Cuando cae la noche, no debería tener que esperar a que la habitación se caliente. Lo que se desea es tener calor que llegue directamente a uno, y no solo aire que se mueve de un lado a otro. Hemos diseñado esta chimenea eléctrica para que proporcione calor inmediatamente después de encenderla: comodidad, al instante.
¿Qué ocurre realmente detrás de este dispositivo? Este aparato funciona mediante calor infrarrojo, dirigido hacia afuera, de modo que el calor llegue primero a las personas y al mobiliario, en lugar de perderse en el aire. El núcleo de calefacción está diseñado para ofrecer una temperatura constante y una respuesta rápida, por lo que sentirá el cambio en cuestión de segundos. Funciona con la electricidad doméstica habitual, consume una cantidad razonable de energía para su tamaño, y puede colocarse en un marco estilo chimenea, ya sea contra la pared o en una esquina. En su interior, el elemento calefactor está protegido por una estructura de cuarzo resistente, capaz de soportar ciclos repetidos de calentamiento y enfriamiento.
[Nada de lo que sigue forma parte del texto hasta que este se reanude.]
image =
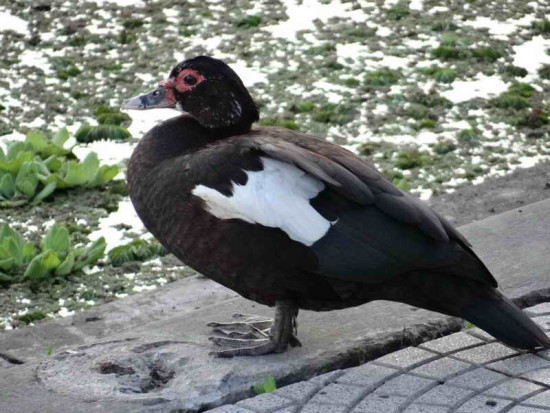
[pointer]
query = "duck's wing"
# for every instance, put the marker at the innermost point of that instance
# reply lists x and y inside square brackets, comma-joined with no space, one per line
[358,225]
¿Por qué es útil en su hogar? El objetivo es simple: brindarle calor confiable, sin tener que sacrificar ni la apariencia ni el rendimiento. Esta chimenea eléctrica le permite disfrutar de la apariencia de una chimenea real en hogares donde no se puede instalar una chimenea tradicional. Además, ofrece calefacción por infrarrojos en espacios donde los corrientes de aire hacen que los calentadores convencionales sean ineficaces. Obtenga la sensación de tener una chimenea, pero con la practicidad del calor eléctrico: ideal para salas de estar, dormitorios y aquellas noches tranquilas en las que simplemente quiere que el espacio se sienta acogedor.
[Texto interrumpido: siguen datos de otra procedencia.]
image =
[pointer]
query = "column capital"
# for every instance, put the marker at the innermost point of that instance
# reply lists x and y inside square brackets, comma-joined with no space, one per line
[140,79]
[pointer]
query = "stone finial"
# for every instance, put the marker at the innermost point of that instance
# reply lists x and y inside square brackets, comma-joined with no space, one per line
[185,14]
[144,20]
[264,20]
Cosas que debe saber antes de conectarlo Dado que se trata de un calentador eléctrico por infrarrojos, calienta directamente los objetos y las personas, por lo que la comodidad se logra rápidamente. Pero no calentará toda la casa como lo haría un sistema central de calefacción. Planifique usarlo en zonas específicas donde pase tiempo. Conéctelo a un enchufe dedicado en un circuito estable, y colóquelo en un lugar donde no haya corrientes de aire constantes. Por seguridad, mantenga los espacios necesarios libres y siga las instrucciones de instalación incluidas con el producto.